À análise do regime da extração, de sua violência que captura encontros entre mundos e os reduz à cena recorrente de espetáculos exóticos baseados em delírios brancos, busquei acrescentar a escuta das imagens e de suas frequências inaudíveis, em busca das vibrações que, apesar dessa operação colonial-extrativista do dispositivo e de seu fogo contínuo, foram registradas de alguma maneira, em alguma fresta, em alguma cinza que é preciso reacender, insistindo nas aberturas cosmopoéticas que se pode entrever em seu brilho em brasa. (2025, p. 102-103)
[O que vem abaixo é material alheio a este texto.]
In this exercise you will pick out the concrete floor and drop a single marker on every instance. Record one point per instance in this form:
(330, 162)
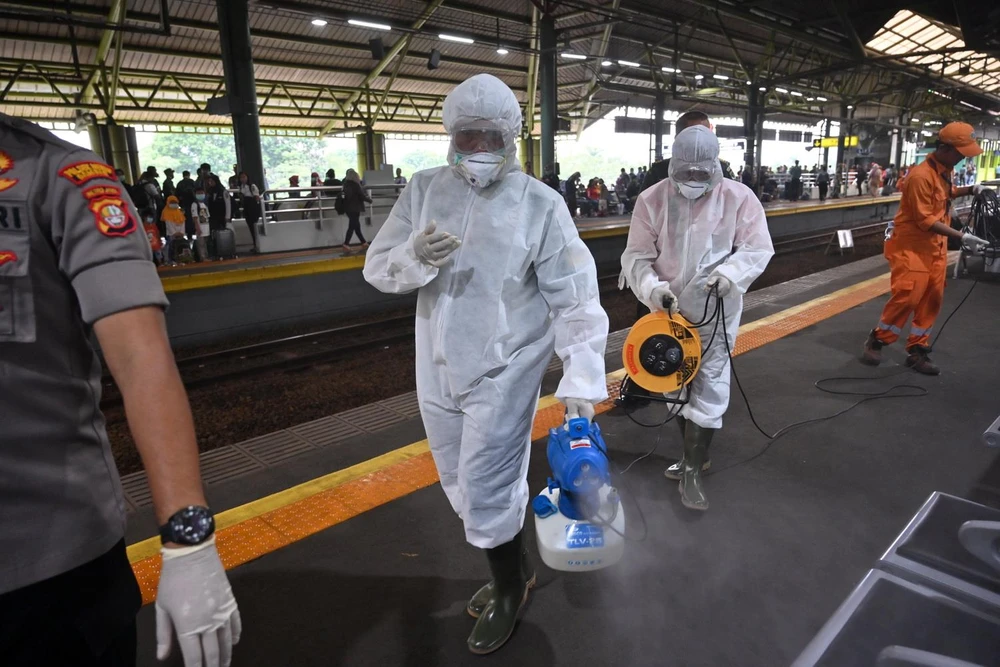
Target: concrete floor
(788, 536)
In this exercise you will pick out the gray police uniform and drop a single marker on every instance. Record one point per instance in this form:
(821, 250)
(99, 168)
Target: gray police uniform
(72, 251)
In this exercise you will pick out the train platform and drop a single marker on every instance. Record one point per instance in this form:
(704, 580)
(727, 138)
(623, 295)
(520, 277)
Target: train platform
(343, 550)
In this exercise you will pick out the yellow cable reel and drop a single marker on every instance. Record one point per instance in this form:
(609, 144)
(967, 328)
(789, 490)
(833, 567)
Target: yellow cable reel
(662, 353)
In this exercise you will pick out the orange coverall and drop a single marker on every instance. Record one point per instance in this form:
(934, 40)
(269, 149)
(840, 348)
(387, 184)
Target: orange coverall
(918, 257)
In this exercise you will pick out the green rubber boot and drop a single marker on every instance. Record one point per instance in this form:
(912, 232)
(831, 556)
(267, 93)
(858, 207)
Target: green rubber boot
(674, 471)
(696, 441)
(496, 623)
(483, 595)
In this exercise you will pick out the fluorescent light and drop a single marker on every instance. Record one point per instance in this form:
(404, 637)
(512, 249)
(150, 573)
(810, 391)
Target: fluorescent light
(456, 38)
(369, 24)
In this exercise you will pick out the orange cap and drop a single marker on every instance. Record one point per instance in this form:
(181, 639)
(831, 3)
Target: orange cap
(960, 137)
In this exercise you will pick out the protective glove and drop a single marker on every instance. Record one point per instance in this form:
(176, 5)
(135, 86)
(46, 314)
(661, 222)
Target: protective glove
(577, 407)
(724, 285)
(973, 241)
(664, 300)
(194, 599)
(432, 247)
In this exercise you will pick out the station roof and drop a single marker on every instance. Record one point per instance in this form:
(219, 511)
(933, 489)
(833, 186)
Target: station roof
(317, 72)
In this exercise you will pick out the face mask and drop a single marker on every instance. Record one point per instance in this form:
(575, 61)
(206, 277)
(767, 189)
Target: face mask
(692, 189)
(480, 169)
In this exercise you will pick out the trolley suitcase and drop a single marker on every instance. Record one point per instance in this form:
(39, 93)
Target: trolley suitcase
(225, 243)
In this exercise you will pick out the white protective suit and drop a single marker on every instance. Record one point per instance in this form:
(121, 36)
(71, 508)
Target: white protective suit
(683, 242)
(520, 283)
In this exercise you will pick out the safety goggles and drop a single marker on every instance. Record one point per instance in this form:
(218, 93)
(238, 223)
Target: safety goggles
(468, 141)
(692, 175)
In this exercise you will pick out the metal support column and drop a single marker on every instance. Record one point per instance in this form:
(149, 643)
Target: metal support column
(241, 89)
(547, 72)
(658, 108)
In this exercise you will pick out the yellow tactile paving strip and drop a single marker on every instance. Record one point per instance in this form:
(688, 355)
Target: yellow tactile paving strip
(250, 531)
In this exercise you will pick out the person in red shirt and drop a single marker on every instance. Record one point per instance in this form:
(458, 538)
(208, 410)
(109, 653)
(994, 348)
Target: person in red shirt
(917, 249)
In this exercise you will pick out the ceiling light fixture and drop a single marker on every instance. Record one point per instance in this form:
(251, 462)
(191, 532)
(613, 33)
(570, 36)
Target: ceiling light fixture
(369, 24)
(456, 38)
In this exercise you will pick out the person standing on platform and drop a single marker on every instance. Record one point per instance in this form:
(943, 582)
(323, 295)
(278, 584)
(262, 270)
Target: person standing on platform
(823, 182)
(502, 279)
(917, 249)
(74, 261)
(697, 235)
(354, 205)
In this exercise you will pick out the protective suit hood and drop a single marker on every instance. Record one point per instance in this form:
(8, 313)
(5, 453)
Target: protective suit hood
(483, 102)
(695, 149)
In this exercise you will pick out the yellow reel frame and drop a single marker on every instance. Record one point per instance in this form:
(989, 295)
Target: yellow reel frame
(662, 353)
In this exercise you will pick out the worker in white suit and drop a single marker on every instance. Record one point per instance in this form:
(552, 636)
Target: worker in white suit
(694, 236)
(502, 279)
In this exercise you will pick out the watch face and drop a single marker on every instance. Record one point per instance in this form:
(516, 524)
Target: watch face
(192, 525)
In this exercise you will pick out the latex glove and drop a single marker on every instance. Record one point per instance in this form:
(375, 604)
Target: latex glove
(973, 241)
(577, 407)
(433, 247)
(664, 300)
(724, 285)
(194, 599)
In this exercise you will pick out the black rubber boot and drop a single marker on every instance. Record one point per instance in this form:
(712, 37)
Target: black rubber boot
(479, 601)
(674, 471)
(696, 441)
(510, 591)
(920, 361)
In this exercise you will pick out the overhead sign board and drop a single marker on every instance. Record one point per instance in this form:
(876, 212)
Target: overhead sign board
(831, 142)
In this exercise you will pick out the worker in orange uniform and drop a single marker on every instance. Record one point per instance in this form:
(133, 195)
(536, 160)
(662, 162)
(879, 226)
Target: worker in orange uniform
(917, 250)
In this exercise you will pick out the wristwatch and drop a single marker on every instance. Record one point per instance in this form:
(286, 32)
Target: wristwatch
(190, 526)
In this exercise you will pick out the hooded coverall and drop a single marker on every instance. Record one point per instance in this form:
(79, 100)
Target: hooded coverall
(918, 257)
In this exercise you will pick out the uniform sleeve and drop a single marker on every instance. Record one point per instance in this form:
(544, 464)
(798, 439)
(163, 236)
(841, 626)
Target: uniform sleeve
(567, 277)
(640, 253)
(752, 247)
(390, 263)
(919, 199)
(101, 246)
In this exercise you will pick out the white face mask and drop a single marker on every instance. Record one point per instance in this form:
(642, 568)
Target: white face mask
(481, 169)
(692, 189)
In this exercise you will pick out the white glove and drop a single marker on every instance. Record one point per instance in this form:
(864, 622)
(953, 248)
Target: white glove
(194, 599)
(724, 285)
(577, 407)
(664, 300)
(973, 241)
(432, 248)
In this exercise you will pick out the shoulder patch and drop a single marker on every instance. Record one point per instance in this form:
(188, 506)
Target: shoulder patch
(79, 173)
(112, 217)
(6, 164)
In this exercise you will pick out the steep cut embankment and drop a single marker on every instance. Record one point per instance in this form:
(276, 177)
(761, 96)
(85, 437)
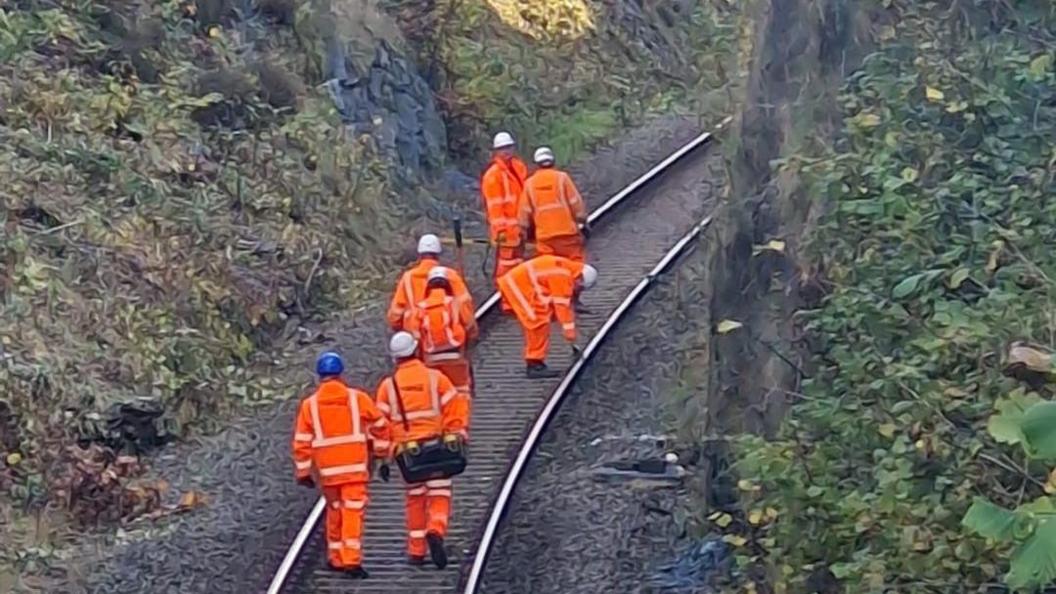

Tudo isso é parte de mais de uma pesquisa em andamento ou em compasso de espera, por assim dizer, em meio a itinerários que frequentemente multiplicam os caminhos abertos e os horizontes do possível. Aqui, tentei reunir os fragmentos em um percurso comentado, retomando pontos que me parecem significativos (meu livro e o artigo que escrevi sobre o atlas de cosmopoéticas) e agrupando ao menos alguns textos publicados em momentos diferentes da minha trajetória (sobre temas tão diversos quanto as histórias do contato e dos genocídios indígenas no Brasil, os cinemas africanos em sua multiplicidade, e os zoológicos humanos na história do cinema e nas teias transtextuais abertas que a atravessam), porque me dei conta de que todas essas aproximações variáveis ao conceito de cosmopoéticas talvez componham um livro, talvez mais de um, em sua evidente incompletude, que me resta continuar a completar de maneira insuficiente e, assim, aprofundar ainda mais.